Hoje, no Brasil, não é o mais o craque quem manda no futebol. Agora, é o técnico o todo poderoso, com poderes até para tirar o craque do time. Não vemos mais aquela alegria quase irresponsável em nossos atletas. Agora, essa alegria está nos pés e nos sorrisos dos nigerianos. Enquanto isso, nossos jogadores brigam uns com os outros, discutem e quase se dão cabeçadas. Não se divertem e nem nos divertem.
Nós ficamos do lado de cá da telinha roendo unhas, sempre preocupados com a segurança de nossa defesa, quando deveríamos estar rindo com as artimanhas de nosso ataque que tem categoria suficiente para meter uma bola pelo meio das pernas de um gringo desavisado, dar um chapeuzinho, uma meia-lua (termo bem mais bonito que drible de vaca), uma folha-seca, uma bicicleta (há quanto tempo você não vê uma bicicleta na tentativa de marcar um gol?). Não, hoje tudo isso é, no linguajar do técnico, individualismo que prejudica o trabalho do grupo.
É claro que continuo torcendo para a Seleção Brasileira, mas torço também para a volta da alegria no futebol. E o time mais alegre desta Copa da França é o da Nigéria. Não sei onde esses águias verdes vão nesta competição. Talvez cruzem com o Brasil nas quartas-de-final. Se esse confronto acontecer, será como jogarmos contra o nosso próprio passado.

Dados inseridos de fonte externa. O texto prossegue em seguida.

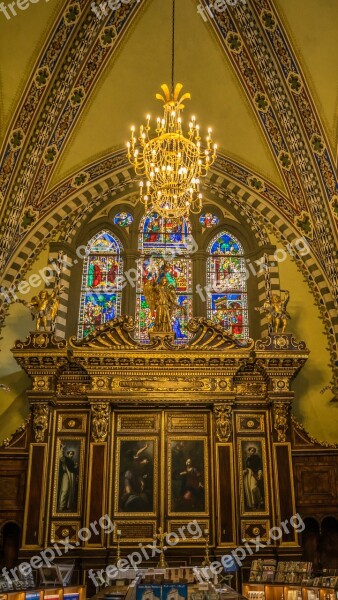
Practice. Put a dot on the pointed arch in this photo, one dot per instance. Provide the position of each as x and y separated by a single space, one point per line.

Deixando um pouco de sonhar e indo para a parte prática da competição, a segunda rodada desta primeira fase da Copa teve os times bem mais soltos. Várias goleadas aconteceram. A decepção foi a Alemanha, que empatou com a Iugoslávia no final do barril. Os alemães, apesar disso, mostraram força de recuperação depois de estarem perdendo de dois a zero. Mas foram por demais burocráticos, além do goleirão Kopke ter entregado o salsichão nos dois gols da Iugoslávia.
Para nós, sul-americanos, Brasil e Argentina já estão classificados e ainda existem boas condições de Colômbia e Paraguai passarem às oitavas-de-final.
A Holanda desabrochou, mas não dá para falar muita coisa pois o adversário era a fraca Coréia, que só sabe correr. Deveria mudar o nome para Corréia.
A França, até agora, foi uma péssima anfitriã e desferiu baguetadas na África do Sul e na Arábia Saudita. Sobrou até para o Parreira que, apesar do nome, não se deu bem na terra do vinho.